I’ve been practising a regular fifteen-minute writing exercise that I thought might be interesting to share. The exercise has become part of my “write fifteen minutes a day no matter what” routine, dropped recently thanks to flu and family stuff but since returned to. The piece began as a kind of travel guide for my boyfriend to read before we went on an excursion to the neighbourhood I grew up in, written to help familiarize him with my stories, and to help me remember tidbits to talk about while we walked around the few blocks of my childhood. From the first paragraph I realized what a great writing exercise a memory trip made.
The enjoyment of sending myself on a nostalgia field trip helps keep me interested in writing, and fuels the exercise. More importantly, though, I’m really challenged to let my brain fill in the senses I miss, to explore hidden corners and places I thought I’d forgotten, and to remember details of place and character. And then write about them.
Here’s an excerpt:
We lived in a red brick post-war house, built one door in from the corner of a busy main street. The house had a modest porch with a roof, one big living room window, two bedroom windows above, and a hint at an attic with a wood-filled frame in the peak above. The front steps made a good place to sit and watch the traffic go by, but was avoided in early summer when the flying ants clustered there to build their nest. Poison generously sprayed from aerosol cans eventually decimated the invasion of the clouds of winged insects, leaving piles of black crusts and a lingering scent of heavy rust.
The well-kept lawn ran right up to the concrete sidewalk, broken only at one corner by a short black-capped pipe. The cap could be unscrewed, revealing a black chasm down which grass was often dropped before the cap replaced. At the top of the lawn, against the house, grew a handful of flowering bushes and pretty perennials. Along the left side of the house ran a warped asphalt drive, ending behind the house at a run-down garage with a beaten wood door. The car, a winged white Ford Falcon, usually sat in front of the garage rather than inside of it.

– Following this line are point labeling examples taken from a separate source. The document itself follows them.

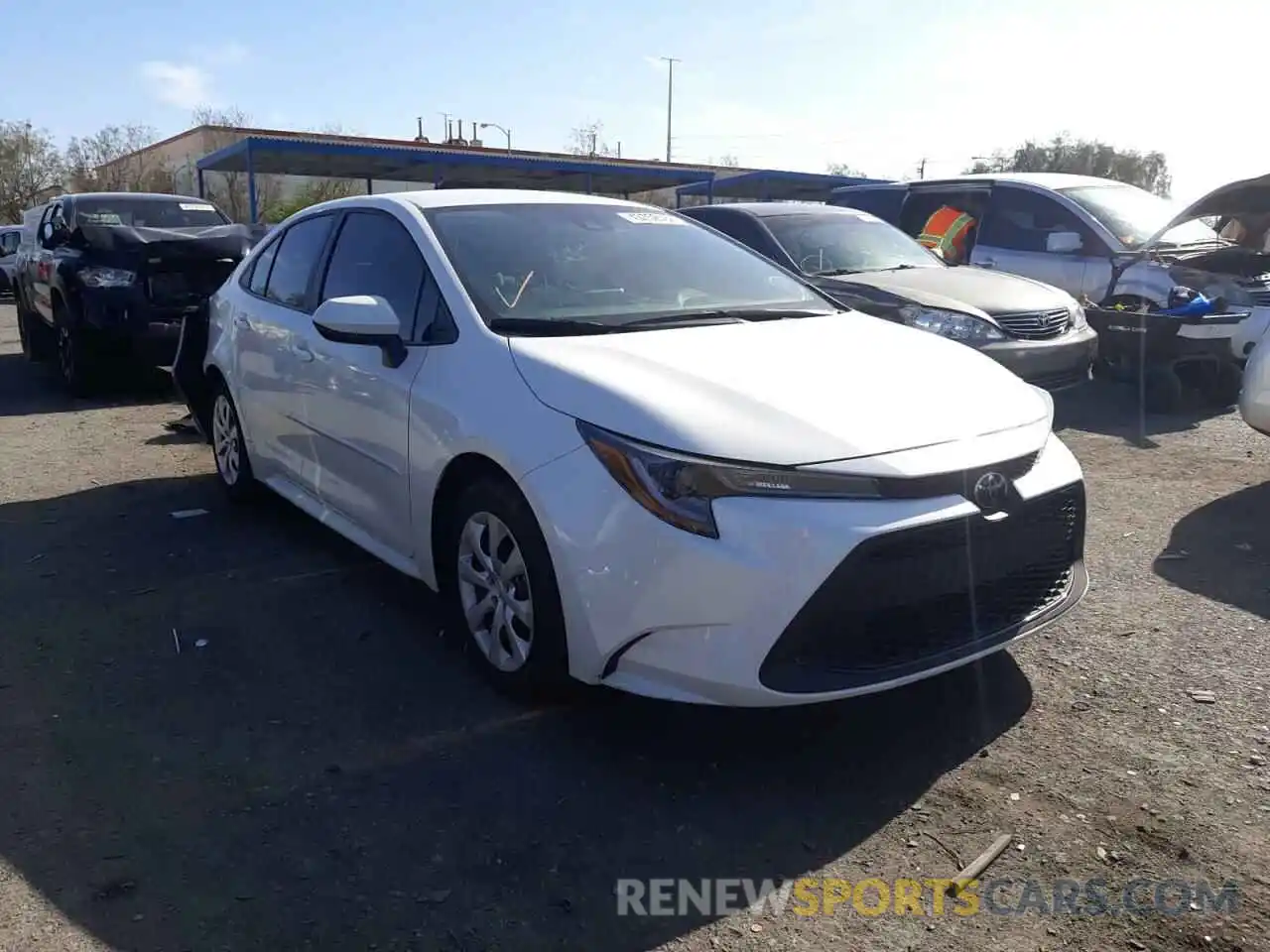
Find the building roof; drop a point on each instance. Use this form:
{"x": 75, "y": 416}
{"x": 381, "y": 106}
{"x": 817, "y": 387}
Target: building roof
{"x": 271, "y": 151}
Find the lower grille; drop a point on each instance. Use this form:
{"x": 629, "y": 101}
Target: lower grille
{"x": 1035, "y": 325}
{"x": 1058, "y": 381}
{"x": 189, "y": 286}
{"x": 913, "y": 599}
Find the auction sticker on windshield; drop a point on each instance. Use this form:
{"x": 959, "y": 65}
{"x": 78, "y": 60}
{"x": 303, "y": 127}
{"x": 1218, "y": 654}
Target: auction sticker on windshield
{"x": 651, "y": 218}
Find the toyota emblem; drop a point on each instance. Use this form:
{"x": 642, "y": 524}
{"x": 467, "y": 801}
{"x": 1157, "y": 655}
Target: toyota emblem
{"x": 991, "y": 492}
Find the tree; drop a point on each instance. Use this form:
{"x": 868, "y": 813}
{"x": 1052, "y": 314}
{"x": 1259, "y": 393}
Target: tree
{"x": 843, "y": 169}
{"x": 30, "y": 166}
{"x": 229, "y": 189}
{"x": 589, "y": 140}
{"x": 1080, "y": 157}
{"x": 114, "y": 160}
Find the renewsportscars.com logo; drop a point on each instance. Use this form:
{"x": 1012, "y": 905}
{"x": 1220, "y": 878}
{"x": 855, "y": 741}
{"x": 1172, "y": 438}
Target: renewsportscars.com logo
{"x": 928, "y": 896}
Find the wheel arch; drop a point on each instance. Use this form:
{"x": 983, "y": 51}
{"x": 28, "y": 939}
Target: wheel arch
{"x": 460, "y": 472}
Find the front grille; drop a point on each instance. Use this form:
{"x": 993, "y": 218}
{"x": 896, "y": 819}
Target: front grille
{"x": 1260, "y": 296}
{"x": 1035, "y": 325}
{"x": 959, "y": 483}
{"x": 190, "y": 285}
{"x": 912, "y": 599}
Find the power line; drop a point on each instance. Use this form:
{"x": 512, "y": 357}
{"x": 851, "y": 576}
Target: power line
{"x": 670, "y": 100}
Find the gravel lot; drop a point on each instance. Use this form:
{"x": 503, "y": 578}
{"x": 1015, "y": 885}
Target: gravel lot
{"x": 317, "y": 767}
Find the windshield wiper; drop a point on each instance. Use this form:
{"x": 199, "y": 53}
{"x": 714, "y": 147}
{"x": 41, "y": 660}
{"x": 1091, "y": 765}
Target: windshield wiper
{"x": 549, "y": 327}
{"x": 725, "y": 316}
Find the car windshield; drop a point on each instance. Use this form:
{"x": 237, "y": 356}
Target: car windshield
{"x": 1133, "y": 214}
{"x": 148, "y": 212}
{"x": 607, "y": 264}
{"x": 847, "y": 241}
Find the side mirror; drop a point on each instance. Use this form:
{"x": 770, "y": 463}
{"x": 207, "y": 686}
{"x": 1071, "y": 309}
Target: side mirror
{"x": 1064, "y": 243}
{"x": 363, "y": 320}
{"x": 51, "y": 236}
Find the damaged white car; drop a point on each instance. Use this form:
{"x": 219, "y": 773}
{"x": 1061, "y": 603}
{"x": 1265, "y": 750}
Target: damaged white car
{"x": 1102, "y": 241}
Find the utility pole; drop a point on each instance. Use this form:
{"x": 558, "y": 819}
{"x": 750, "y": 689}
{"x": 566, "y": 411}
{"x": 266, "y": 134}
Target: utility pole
{"x": 670, "y": 100}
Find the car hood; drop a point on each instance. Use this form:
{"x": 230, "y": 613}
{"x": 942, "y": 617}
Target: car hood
{"x": 985, "y": 293}
{"x": 123, "y": 244}
{"x": 789, "y": 393}
{"x": 1243, "y": 197}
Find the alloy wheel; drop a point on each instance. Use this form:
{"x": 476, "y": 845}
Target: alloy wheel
{"x": 494, "y": 592}
{"x": 226, "y": 440}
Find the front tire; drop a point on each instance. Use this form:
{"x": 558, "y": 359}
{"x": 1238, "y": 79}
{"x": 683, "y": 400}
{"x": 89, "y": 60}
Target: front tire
{"x": 229, "y": 448}
{"x": 77, "y": 354}
{"x": 500, "y": 589}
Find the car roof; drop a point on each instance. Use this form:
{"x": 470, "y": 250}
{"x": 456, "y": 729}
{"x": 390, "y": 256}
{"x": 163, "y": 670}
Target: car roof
{"x": 767, "y": 209}
{"x": 456, "y": 197}
{"x": 144, "y": 195}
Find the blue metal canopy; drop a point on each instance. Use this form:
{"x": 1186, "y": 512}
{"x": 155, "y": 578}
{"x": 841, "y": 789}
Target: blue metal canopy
{"x": 762, "y": 185}
{"x": 261, "y": 153}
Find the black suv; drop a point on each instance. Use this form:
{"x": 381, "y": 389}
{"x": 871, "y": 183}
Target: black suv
{"x": 108, "y": 278}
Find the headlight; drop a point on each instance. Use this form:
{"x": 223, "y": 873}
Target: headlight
{"x": 681, "y": 489}
{"x": 1230, "y": 293}
{"x": 107, "y": 277}
{"x": 951, "y": 324}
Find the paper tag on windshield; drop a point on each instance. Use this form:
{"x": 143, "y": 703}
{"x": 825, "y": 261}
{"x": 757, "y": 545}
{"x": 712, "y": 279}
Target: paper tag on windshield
{"x": 857, "y": 213}
{"x": 651, "y": 218}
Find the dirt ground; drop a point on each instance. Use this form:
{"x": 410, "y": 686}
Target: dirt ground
{"x": 235, "y": 731}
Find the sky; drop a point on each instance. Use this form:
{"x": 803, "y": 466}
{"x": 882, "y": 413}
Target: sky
{"x": 792, "y": 85}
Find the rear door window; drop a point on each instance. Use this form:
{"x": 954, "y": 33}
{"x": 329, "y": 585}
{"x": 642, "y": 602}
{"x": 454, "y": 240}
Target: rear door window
{"x": 1020, "y": 220}
{"x": 296, "y": 259}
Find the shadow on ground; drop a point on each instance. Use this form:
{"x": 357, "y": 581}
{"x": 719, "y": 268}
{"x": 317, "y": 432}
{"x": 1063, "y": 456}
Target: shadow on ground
{"x": 1222, "y": 551}
{"x": 28, "y": 389}
{"x": 1114, "y": 411}
{"x": 235, "y": 731}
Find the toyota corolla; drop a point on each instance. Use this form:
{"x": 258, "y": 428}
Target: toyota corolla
{"x": 630, "y": 451}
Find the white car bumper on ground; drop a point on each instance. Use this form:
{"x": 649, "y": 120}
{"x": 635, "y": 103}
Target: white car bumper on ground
{"x": 1248, "y": 331}
{"x": 1255, "y": 393}
{"x": 804, "y": 601}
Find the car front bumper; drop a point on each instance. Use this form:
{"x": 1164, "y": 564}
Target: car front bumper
{"x": 127, "y": 317}
{"x": 804, "y": 601}
{"x": 1053, "y": 365}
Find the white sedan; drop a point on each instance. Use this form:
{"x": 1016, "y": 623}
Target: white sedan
{"x": 631, "y": 451}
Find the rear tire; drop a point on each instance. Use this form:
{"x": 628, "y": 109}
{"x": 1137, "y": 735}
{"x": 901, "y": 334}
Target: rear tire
{"x": 500, "y": 590}
{"x": 39, "y": 343}
{"x": 229, "y": 448}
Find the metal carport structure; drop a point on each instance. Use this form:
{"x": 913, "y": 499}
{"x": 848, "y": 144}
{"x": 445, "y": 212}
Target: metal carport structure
{"x": 770, "y": 185}
{"x": 262, "y": 153}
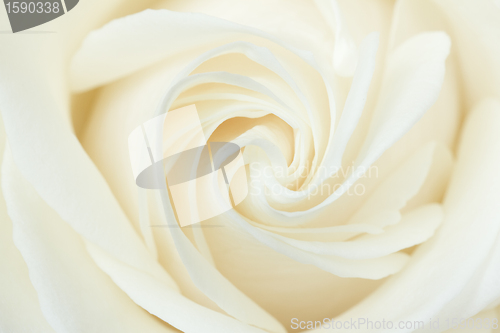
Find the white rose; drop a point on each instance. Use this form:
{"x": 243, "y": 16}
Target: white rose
{"x": 400, "y": 98}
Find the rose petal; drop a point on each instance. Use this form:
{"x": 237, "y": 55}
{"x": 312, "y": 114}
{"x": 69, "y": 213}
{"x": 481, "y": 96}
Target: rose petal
{"x": 75, "y": 295}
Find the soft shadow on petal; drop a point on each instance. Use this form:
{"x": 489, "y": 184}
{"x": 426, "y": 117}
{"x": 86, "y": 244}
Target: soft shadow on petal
{"x": 459, "y": 266}
{"x": 75, "y": 295}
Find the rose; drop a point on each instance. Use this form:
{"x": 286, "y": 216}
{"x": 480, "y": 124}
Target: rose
{"x": 85, "y": 259}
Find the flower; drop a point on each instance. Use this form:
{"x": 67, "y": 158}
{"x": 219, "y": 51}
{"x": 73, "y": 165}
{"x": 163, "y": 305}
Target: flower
{"x": 369, "y": 197}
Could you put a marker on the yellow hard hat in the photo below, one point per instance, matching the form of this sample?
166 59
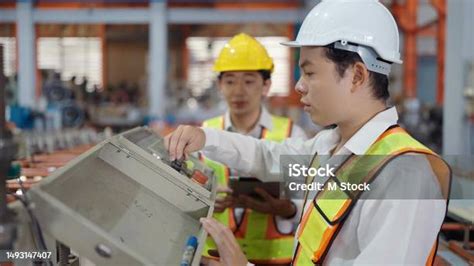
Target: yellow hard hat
243 53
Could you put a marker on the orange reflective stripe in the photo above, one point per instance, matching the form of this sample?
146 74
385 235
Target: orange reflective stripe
315 235
432 255
330 231
289 128
327 235
304 220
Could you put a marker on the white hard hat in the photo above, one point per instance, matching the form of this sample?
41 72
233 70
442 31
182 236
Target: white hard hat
353 25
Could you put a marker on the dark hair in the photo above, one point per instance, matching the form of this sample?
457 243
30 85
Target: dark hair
266 74
343 59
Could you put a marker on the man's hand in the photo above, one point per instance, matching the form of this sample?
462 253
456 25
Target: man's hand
280 207
184 140
223 199
227 246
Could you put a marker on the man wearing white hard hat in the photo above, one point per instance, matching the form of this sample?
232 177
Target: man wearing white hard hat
347 48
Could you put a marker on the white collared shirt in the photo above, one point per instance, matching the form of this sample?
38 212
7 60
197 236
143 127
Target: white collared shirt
377 231
285 226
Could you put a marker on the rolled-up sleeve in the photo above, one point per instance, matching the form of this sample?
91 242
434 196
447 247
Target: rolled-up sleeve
251 156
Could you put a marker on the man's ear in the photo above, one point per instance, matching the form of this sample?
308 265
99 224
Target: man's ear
266 87
360 76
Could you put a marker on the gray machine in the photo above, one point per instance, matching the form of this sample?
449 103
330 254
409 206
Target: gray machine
124 203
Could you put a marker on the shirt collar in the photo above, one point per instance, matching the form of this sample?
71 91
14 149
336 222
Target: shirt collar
264 121
361 141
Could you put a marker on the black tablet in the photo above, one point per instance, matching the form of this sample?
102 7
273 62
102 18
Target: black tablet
247 186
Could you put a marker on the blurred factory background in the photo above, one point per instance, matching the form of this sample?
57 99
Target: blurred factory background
75 72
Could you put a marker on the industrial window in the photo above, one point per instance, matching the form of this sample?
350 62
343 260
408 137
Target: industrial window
203 51
9 55
72 56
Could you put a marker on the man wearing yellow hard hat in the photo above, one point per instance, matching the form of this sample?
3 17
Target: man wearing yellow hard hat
264 229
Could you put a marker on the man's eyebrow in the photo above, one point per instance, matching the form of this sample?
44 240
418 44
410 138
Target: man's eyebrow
249 74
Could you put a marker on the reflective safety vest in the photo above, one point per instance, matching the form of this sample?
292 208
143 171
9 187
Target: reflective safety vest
322 221
257 233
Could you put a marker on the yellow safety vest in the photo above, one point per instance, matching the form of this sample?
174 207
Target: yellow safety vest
257 233
323 220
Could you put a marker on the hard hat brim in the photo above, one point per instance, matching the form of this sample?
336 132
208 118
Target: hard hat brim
292 44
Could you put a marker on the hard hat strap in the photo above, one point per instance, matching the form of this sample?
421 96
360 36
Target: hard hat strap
368 56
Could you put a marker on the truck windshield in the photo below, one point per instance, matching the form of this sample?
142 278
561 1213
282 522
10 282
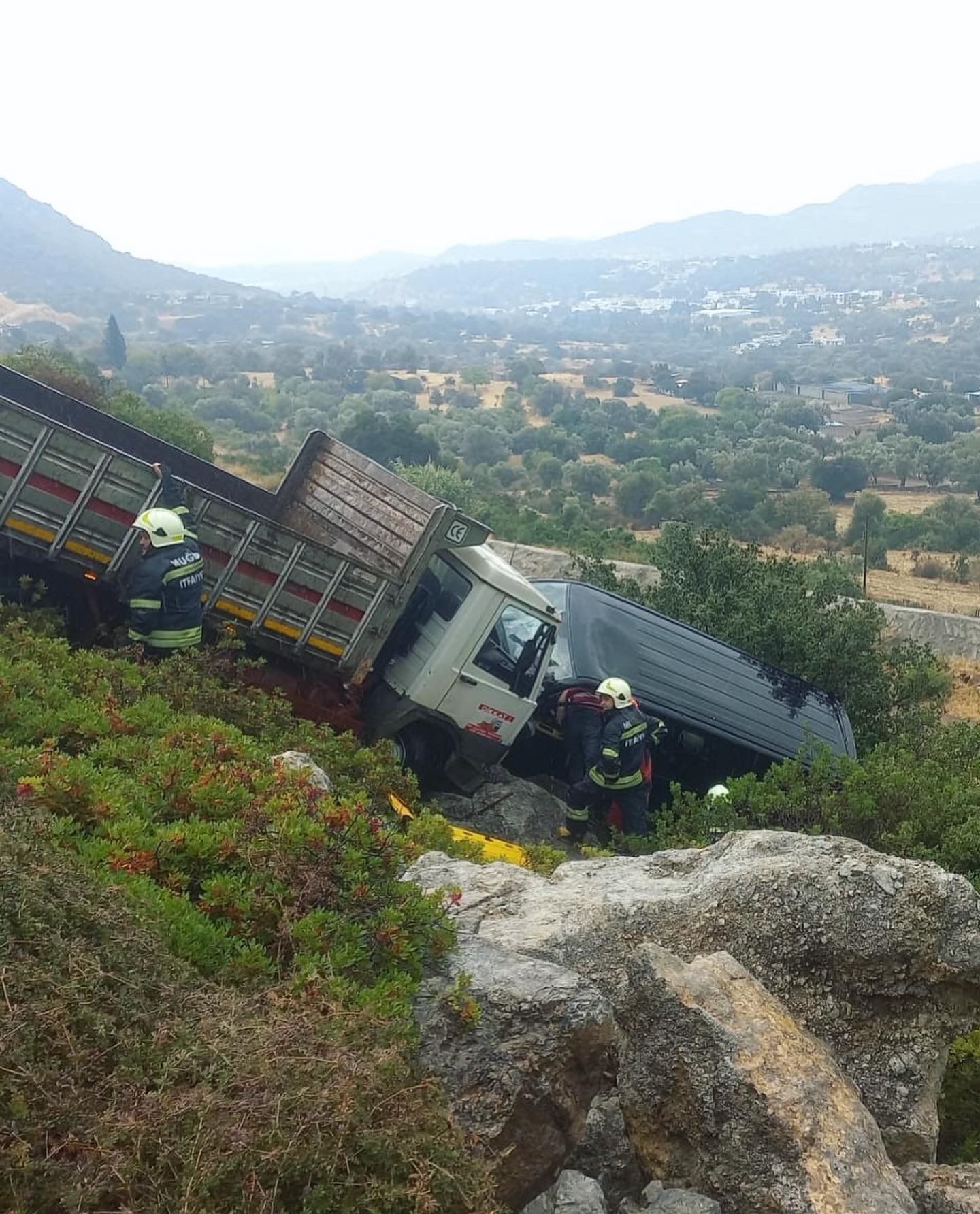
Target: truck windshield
515 649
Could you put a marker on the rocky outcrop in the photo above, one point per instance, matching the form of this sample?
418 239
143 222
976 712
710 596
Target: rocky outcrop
721 1085
944 1190
877 957
300 761
508 808
546 562
659 1200
606 1152
523 1076
571 1194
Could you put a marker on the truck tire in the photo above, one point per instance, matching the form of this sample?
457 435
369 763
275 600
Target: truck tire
422 748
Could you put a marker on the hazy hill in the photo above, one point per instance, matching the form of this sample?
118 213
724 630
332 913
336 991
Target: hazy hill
947 204
44 257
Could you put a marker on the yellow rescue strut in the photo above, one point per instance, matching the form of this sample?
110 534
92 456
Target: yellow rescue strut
493 848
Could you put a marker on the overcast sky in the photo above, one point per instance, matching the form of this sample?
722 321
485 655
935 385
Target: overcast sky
215 133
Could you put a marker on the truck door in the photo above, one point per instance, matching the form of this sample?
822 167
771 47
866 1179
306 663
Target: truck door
492 695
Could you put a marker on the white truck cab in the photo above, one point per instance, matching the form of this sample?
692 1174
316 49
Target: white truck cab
464 666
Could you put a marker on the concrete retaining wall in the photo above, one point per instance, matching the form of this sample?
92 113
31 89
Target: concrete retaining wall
956 635
546 562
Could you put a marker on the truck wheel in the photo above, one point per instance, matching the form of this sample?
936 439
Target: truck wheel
423 749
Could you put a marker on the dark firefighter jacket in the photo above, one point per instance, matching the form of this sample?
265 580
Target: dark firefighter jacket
165 589
625 735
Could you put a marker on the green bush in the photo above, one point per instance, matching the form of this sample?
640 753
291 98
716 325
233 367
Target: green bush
960 1105
133 1083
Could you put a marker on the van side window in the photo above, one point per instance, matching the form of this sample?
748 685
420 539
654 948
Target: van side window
452 590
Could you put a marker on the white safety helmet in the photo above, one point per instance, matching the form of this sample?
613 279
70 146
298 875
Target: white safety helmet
163 526
617 690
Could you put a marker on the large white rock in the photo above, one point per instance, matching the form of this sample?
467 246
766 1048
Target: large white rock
523 1079
879 957
719 1085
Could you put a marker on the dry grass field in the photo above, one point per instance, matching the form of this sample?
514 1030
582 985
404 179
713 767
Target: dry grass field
655 401
964 700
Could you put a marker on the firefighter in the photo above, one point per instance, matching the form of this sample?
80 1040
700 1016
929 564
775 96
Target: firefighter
621 774
164 604
580 715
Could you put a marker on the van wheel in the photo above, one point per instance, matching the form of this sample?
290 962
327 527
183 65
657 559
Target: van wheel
424 751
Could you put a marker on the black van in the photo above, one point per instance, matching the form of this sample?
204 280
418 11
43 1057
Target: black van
726 713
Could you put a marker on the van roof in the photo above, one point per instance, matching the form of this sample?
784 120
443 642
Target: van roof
692 678
486 565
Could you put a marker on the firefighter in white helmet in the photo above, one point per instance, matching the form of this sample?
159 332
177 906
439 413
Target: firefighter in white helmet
164 594
619 774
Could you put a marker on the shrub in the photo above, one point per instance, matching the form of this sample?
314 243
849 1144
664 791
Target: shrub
129 1082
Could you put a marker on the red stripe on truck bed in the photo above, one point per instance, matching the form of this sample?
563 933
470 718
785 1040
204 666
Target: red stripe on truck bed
107 510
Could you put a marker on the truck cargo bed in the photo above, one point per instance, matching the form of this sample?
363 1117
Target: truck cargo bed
317 571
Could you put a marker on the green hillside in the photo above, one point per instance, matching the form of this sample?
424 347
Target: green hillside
46 258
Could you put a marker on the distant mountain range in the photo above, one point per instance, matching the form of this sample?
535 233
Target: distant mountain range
46 258
945 206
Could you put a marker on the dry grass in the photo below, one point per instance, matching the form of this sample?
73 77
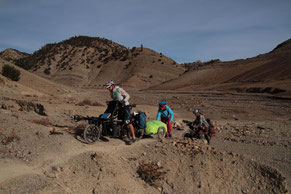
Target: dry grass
10 138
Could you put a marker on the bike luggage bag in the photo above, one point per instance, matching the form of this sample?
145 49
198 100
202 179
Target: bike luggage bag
153 126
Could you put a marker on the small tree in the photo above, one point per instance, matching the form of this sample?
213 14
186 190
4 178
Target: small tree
10 72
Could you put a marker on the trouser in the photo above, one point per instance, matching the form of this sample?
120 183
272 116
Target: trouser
169 125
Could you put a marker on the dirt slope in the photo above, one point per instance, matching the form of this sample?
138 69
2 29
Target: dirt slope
91 61
12 55
271 70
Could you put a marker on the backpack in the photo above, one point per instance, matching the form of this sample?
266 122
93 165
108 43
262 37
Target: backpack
211 128
141 120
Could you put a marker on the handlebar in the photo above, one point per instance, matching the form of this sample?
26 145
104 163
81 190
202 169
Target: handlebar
79 118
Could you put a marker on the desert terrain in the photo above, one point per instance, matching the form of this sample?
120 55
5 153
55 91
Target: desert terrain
42 149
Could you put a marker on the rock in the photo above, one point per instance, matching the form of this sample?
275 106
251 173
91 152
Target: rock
159 163
4 106
196 147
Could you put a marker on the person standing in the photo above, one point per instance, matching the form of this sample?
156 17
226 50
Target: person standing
166 115
120 95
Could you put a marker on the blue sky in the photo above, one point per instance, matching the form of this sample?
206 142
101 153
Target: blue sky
185 30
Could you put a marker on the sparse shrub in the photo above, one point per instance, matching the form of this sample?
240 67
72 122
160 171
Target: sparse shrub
89 102
10 138
43 121
151 173
124 58
10 72
47 71
28 106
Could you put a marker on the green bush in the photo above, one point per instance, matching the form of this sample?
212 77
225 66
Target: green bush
10 72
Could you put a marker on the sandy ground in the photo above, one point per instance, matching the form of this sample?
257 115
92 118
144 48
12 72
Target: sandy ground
250 152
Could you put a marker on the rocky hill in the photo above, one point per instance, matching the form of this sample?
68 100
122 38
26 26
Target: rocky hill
12 55
90 61
265 73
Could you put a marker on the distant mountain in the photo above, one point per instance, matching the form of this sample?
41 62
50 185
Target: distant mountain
270 73
12 55
90 61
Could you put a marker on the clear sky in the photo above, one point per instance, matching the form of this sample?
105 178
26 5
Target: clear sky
185 30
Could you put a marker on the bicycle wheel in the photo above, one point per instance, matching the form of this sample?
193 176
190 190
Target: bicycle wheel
161 132
92 133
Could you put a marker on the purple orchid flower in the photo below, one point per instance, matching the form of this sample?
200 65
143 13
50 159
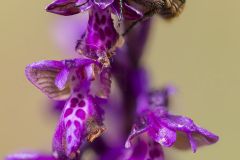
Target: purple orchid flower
100 37
84 84
71 7
30 156
155 120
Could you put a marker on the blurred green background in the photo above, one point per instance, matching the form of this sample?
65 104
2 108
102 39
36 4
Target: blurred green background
198 52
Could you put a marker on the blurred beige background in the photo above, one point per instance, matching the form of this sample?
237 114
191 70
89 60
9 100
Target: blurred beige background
198 52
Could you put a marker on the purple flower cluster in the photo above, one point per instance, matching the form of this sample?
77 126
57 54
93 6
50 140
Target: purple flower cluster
83 85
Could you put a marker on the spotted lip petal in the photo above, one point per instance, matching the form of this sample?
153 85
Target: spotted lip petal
100 36
128 12
162 126
51 76
81 119
197 136
79 122
103 4
30 156
42 74
144 149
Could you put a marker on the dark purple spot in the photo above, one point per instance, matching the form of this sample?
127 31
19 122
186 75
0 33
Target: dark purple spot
73 105
73 78
109 44
68 112
80 96
69 123
95 37
90 21
97 18
154 153
81 114
81 103
103 20
77 124
108 31
69 139
77 132
101 34
74 101
95 27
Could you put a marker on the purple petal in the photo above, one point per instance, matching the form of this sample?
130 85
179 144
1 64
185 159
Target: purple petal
163 135
68 7
179 123
144 149
139 151
29 156
196 135
100 36
101 86
62 79
128 11
139 128
42 74
78 123
103 4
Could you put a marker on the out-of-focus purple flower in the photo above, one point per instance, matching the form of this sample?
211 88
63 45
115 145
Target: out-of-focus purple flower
30 156
84 84
71 7
155 120
142 149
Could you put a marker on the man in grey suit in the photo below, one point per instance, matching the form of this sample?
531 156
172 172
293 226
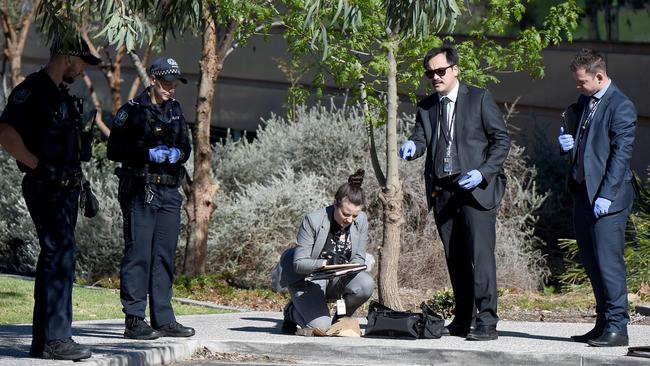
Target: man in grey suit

To the left, a pale grey corner house turned its back to ours. Its front door faced the busy street, inset from the stucco face, and arrived at up a series of steps. Adjacent to its brick house neighbour it offered only a curtained window, partly hidden by a failing lilac tree and boxed in by a black wrought iron balcony that was just wide enough for a child to climb over and squeeze inside of. No windows faced the brick house drive, and at the back a tall wooden fence cut off any sight of the busy street or the grey home’s rear yard. Two sisters lived in the grey stucco two-story home: Miss Duck—a stern spinster with tightly spun white hair and a constant unaccepting gaze, and Mrs. Hughes—a widow with a warm spirit, who filled her house with tiny unframed landscape paintings by her own hand and gave generous lessons to the child next door. Mrs. Hughes wore black glasses with a long chain that hung from the pointed corners and wrapped loosely around the back of her neck. Her short grey hair remained unfettered.
To the right, a pair of married mathematics professors lived, sometimes with a young American guest—I learned later that they took in draft dodgers during the Vietnam War. They welcomed my brother and I next door often, but always sat us down in the back den to work out mathematical puzzles. Piles of papers and hard-cover books stacked the walls of the den. The wooden puzzles challenged the kids to form cubes or squares from smaller pieces, and weren’t always obvious. The mathematicians had long hair and glasses, and the man wore a beard.